In the kind of bipartisanship that many pine for today, large majorities in both parties were able to agree on the need to eliminate the wall between banking services. Why? Because large majorities in both parties recognized the importance of allowing U.S. financial institutions the opportunity to build the scale, scope and global reach required to compete on the world stage. The purpose of banks is to help bring together people who have capital with people who are able to make use of it to create wealth. Overhauling Glass-Steagall encouraged the financial innovations that facilitated that process, allowing businesses and individuals access to capital more efficiently than it would otherwise be available. Banking clients, especially large, globalized ones, want to have access to as many products as possible, backed by the most up-to-date technology –  innovation that is made possible only through scale. Clients want and need their banks to provide seamless execution. They want and need the one-stop service that allows them to get financing, advice, and brokerage and investment services under one roof. Those who would reverse the calendar and restore 1930s-style banking regulation might just as well try to bring back the Packard. Banking customer needs have changed and grown, new products backed by new technologies have been designed to meet them. When Glass-Steagall was passed over 80 years ago, splitting up a bank was like dividing an apple pie in half. Today, trying to hive off commercial from investment banking would be more like pulling apart a layer cake – vertically.

In fact, knocking down the walls between financial services didn’t help cause the financial meltdown so much as help contain it. None of the institutions that ended up doing the most to prompt the financial meltdown was a financial hybrid. Most of the problems that sprung up among financial institutions in 2008 were among pure-play institutions, primarily investment banks – and their boutique activities would not have been circumscribed by the Glass-Steagall firewall. In fact, knocking down that legal wall actually made it possible for several investment banks to be rescued. If Glass-Steagall had not been changed, the commercial bank J.P. Morgan Chase would not have been able to rescue the investment bank Bear Sterns, and commercial Bank of America would not have been able to rescue Merrill Lynch. If Glass-Steagall’s firewall had still been in place, we might have seen the impact of the Lehman collapse times three.

Moreover, if allowing financial institutions to have both commercial and investment banking divisions threatens the security of the banking system, why was Canada almost the only country in the G7 to get through the 2008 crisis without losing a financial institution? Canada knocked down the walls barring vertical integration between commercial and investment banking (and insurance) in the 1990s, and hasn’t required banks to shed any of their activities since.
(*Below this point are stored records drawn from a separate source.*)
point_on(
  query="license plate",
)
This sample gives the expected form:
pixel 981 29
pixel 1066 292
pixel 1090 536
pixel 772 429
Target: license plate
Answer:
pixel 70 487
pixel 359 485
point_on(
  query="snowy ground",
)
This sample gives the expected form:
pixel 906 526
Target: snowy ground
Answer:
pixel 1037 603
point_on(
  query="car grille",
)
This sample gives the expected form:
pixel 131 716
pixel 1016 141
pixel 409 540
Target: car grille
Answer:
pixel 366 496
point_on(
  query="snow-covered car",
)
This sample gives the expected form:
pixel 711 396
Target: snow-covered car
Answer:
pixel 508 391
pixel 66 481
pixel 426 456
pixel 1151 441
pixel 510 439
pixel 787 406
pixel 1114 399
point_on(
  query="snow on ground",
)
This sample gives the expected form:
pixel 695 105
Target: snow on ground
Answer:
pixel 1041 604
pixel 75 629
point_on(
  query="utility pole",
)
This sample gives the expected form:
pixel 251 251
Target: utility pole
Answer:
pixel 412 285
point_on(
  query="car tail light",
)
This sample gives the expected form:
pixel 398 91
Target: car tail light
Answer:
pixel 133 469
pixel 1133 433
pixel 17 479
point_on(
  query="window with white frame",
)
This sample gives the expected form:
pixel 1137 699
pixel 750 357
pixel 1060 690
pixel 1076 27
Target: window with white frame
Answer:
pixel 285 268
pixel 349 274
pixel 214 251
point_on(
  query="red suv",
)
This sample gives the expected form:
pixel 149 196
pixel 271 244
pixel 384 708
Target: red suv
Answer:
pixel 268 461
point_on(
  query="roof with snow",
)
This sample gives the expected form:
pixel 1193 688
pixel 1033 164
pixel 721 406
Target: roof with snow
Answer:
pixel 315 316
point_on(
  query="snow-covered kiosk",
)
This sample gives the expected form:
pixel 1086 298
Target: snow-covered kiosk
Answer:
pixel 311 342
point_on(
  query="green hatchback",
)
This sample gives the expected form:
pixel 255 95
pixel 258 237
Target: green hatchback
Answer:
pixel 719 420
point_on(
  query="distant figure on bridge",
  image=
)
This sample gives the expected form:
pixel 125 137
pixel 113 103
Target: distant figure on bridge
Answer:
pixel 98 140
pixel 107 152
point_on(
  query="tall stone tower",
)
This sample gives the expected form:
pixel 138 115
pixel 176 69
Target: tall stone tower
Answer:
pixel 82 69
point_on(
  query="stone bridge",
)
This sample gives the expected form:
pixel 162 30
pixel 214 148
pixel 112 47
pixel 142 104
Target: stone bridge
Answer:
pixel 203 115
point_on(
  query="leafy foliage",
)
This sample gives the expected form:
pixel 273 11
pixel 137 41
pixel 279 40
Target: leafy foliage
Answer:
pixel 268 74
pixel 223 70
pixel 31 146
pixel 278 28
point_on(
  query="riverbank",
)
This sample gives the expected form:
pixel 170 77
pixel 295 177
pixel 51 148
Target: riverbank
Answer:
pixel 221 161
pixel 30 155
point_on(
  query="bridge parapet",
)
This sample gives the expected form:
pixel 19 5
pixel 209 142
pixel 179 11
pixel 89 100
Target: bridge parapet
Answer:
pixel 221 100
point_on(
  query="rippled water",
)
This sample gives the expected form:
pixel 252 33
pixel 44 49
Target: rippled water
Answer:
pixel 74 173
Splitting banks up doesn’t prevent them from being ‘too big to fail.’ If J.P. Morgan Chase, Citi, and Bank of America were forced to split off their investment banking from their commercial banking arms, there would simply be six institutions ‘too big to fail’ where now there are three. Most who wish to put the Glass-Steagall wall back in place long for a solid guarantee of no future financial crises. But that is futile. Capitalism without risk is oxymoronic, and trying to eliminate it is like trying to become a little bit pregnant. Rather than attempt to prevent all risks, it makes more sense to enhance our capacity to recover from them. That requires greater ability to create wealth, not less.

Allan Golombek is a Senior Director at the White House Writers Group.